Active Design Miami, a program inspired by New York City’s Active Design Guidelines, sets policy and design strategies to create healthier streets, open spaces and buildings. In Key Biscayne, it found an advocate in Village Council member Brett Moss, whose day job is an architect, general contractor and founder of MOSS Architecture + Design.
Moss, who frequently puts the Active Design standards into play for buildings his firm designs, said the Village joined several other South Florida communities earlier this year in adopting the standards as guiding principles. He would like to see that lead to development that promotes parks, outdoor activity, walking and biking, etc.
“I’m hoping that as we update our vision in Key Biscayne, we keep encouraging people to be outside and walk and bike to different places,” he said. “We should be looking at that in future policy making, zoning, codes and ordinances.”
Moss noted the Active Design philosophy focuses on parks and open spaces, development patterns, transportation and mobility. “I think it’s something that we’re always looking at in Key Biscayne anyway, so it was kind of a no-brainer for me to bring this to the Council.”
Cheryl Jacobs, executive vice president of Miami Center for Architecture and Design, which spearheads the Active Design Miami initiative, agreed Key Biscayne is the perfect place for the guidelines to play out.

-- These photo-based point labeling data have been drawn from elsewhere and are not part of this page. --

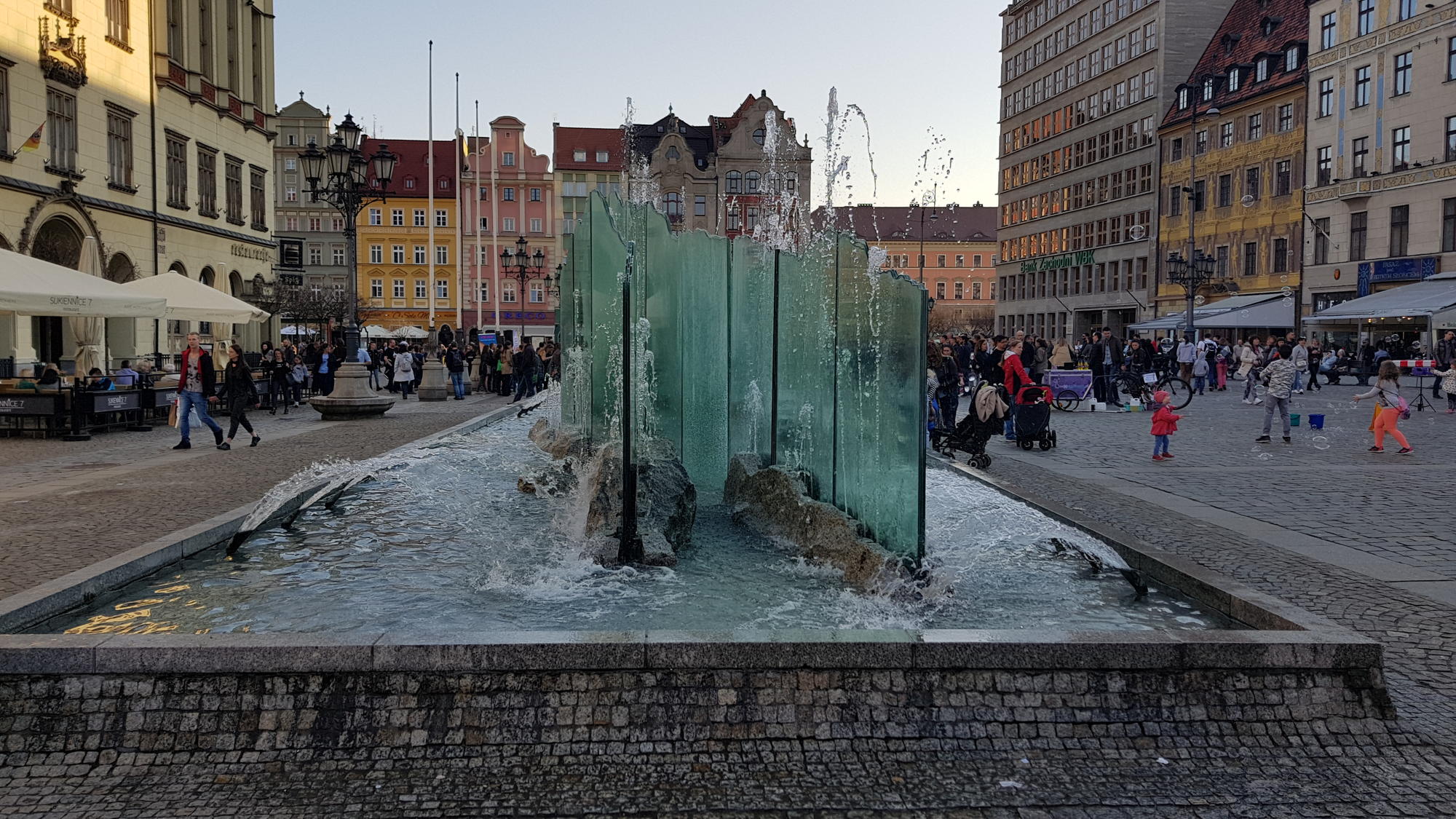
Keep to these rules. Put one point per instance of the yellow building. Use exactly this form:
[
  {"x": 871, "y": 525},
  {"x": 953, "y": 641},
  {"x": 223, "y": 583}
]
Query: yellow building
[
  {"x": 408, "y": 247},
  {"x": 1234, "y": 146}
]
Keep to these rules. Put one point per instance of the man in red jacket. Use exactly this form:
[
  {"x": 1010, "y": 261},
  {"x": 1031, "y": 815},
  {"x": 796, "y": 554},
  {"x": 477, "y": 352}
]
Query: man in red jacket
[{"x": 197, "y": 389}]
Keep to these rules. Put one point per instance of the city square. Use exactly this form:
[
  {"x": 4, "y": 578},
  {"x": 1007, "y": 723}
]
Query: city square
[{"x": 375, "y": 452}]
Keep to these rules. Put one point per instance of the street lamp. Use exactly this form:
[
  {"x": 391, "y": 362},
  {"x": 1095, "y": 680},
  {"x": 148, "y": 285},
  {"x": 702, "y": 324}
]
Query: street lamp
[
  {"x": 522, "y": 266},
  {"x": 349, "y": 181}
]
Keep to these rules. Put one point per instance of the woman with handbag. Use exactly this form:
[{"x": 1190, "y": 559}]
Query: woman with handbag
[
  {"x": 238, "y": 387},
  {"x": 1391, "y": 407}
]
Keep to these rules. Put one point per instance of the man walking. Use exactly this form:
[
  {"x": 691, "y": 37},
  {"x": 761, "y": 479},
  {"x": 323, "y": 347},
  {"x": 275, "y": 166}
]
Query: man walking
[
  {"x": 196, "y": 391},
  {"x": 1279, "y": 378}
]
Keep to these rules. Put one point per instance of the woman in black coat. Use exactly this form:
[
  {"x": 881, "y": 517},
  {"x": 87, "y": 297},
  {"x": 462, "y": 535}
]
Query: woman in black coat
[{"x": 238, "y": 387}]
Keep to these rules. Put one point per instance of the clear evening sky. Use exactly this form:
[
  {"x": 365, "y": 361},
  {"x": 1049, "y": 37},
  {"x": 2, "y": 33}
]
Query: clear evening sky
[{"x": 925, "y": 74}]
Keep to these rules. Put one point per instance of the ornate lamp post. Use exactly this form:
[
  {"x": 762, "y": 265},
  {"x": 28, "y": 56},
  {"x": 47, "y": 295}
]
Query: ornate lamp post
[
  {"x": 522, "y": 266},
  {"x": 341, "y": 177}
]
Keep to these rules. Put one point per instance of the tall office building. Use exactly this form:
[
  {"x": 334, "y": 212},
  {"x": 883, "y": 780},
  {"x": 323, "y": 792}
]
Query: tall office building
[{"x": 1084, "y": 88}]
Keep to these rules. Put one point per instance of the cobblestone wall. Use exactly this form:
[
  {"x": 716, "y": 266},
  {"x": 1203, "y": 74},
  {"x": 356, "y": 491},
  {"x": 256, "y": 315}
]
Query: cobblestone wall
[{"x": 68, "y": 724}]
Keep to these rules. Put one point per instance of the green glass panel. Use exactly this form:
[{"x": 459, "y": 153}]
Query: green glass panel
[{"x": 751, "y": 347}]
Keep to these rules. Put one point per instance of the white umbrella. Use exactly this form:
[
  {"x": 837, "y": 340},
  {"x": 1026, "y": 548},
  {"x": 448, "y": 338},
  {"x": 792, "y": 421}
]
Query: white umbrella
[
  {"x": 34, "y": 288},
  {"x": 193, "y": 301},
  {"x": 90, "y": 331}
]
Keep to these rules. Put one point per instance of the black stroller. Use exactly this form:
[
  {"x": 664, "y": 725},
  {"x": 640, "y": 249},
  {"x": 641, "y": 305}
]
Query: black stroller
[
  {"x": 970, "y": 435},
  {"x": 1034, "y": 419}
]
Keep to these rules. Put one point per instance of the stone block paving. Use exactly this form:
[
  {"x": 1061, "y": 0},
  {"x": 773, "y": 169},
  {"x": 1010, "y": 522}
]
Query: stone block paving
[{"x": 68, "y": 505}]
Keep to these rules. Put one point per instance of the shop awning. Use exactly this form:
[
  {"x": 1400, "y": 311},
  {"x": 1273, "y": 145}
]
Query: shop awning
[
  {"x": 1419, "y": 299},
  {"x": 34, "y": 288},
  {"x": 193, "y": 301},
  {"x": 1273, "y": 312}
]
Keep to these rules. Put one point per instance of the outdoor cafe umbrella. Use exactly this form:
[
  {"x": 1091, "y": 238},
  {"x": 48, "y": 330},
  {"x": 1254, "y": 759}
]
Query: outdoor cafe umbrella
[
  {"x": 90, "y": 331},
  {"x": 193, "y": 301}
]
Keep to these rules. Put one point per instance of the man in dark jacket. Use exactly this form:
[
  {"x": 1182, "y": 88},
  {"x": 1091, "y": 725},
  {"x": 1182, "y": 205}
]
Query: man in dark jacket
[{"x": 196, "y": 389}]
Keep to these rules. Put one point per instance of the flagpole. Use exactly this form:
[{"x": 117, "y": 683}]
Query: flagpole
[{"x": 430, "y": 213}]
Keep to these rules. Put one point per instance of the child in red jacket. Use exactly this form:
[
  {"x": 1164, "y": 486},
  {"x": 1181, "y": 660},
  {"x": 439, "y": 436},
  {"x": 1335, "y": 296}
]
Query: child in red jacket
[{"x": 1166, "y": 423}]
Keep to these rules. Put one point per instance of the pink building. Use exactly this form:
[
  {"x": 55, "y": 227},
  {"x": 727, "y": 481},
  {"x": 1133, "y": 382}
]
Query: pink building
[{"x": 509, "y": 194}]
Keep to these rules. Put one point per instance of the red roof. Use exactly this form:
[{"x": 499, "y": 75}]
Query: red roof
[
  {"x": 414, "y": 164},
  {"x": 953, "y": 223},
  {"x": 1241, "y": 41},
  {"x": 567, "y": 142}
]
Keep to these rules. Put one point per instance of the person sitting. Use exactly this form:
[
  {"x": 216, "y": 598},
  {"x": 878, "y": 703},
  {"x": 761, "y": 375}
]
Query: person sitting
[{"x": 126, "y": 376}]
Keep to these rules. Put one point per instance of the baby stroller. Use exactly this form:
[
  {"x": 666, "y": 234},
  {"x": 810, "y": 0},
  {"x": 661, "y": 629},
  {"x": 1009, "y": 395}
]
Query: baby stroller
[
  {"x": 1034, "y": 419},
  {"x": 972, "y": 432}
]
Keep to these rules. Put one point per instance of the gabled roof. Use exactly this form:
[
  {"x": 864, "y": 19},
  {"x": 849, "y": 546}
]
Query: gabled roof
[
  {"x": 953, "y": 223},
  {"x": 567, "y": 142},
  {"x": 1241, "y": 40}
]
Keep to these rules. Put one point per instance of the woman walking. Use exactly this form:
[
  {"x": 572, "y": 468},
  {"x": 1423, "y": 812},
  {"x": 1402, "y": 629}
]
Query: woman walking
[
  {"x": 404, "y": 371},
  {"x": 238, "y": 385},
  {"x": 1390, "y": 407}
]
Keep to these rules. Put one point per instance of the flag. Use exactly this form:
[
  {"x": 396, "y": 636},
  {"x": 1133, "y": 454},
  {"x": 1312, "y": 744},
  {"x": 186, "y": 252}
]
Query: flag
[{"x": 36, "y": 139}]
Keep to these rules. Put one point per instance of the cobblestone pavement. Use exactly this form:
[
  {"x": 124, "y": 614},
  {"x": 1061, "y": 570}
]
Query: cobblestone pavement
[{"x": 68, "y": 505}]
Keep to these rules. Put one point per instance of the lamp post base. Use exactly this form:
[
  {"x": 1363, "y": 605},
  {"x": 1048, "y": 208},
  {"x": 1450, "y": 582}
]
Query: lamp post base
[{"x": 352, "y": 397}]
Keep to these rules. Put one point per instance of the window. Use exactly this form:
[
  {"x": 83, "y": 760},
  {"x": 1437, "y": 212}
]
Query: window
[
  {"x": 1401, "y": 148},
  {"x": 177, "y": 171},
  {"x": 257, "y": 199},
  {"x": 119, "y": 21},
  {"x": 1359, "y": 228},
  {"x": 1400, "y": 231},
  {"x": 1448, "y": 226},
  {"x": 60, "y": 123},
  {"x": 1362, "y": 95},
  {"x": 1403, "y": 74},
  {"x": 1283, "y": 178},
  {"x": 119, "y": 148}
]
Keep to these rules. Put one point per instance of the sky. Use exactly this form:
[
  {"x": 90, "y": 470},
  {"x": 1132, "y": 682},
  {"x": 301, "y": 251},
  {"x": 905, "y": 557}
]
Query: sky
[{"x": 924, "y": 72}]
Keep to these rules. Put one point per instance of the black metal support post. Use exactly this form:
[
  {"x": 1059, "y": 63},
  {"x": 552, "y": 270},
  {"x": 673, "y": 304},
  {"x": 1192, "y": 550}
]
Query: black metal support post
[{"x": 630, "y": 548}]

She applauded the Village for being an early adapter, becoming one of the first of 10 municipal governments and the Miami-Dade County government to sign on.
“Quality of life is really important in Key Biscayne, and anything a municipality can do to give residents an opportunity to have a better quality of life is a positive for that community,” Jacobs said. “Highlighting things like bike share, park access, golf cart access paths is really a quality of life issue. Key Biscayne adopted the concepts so readily, because they have already done some of these things.”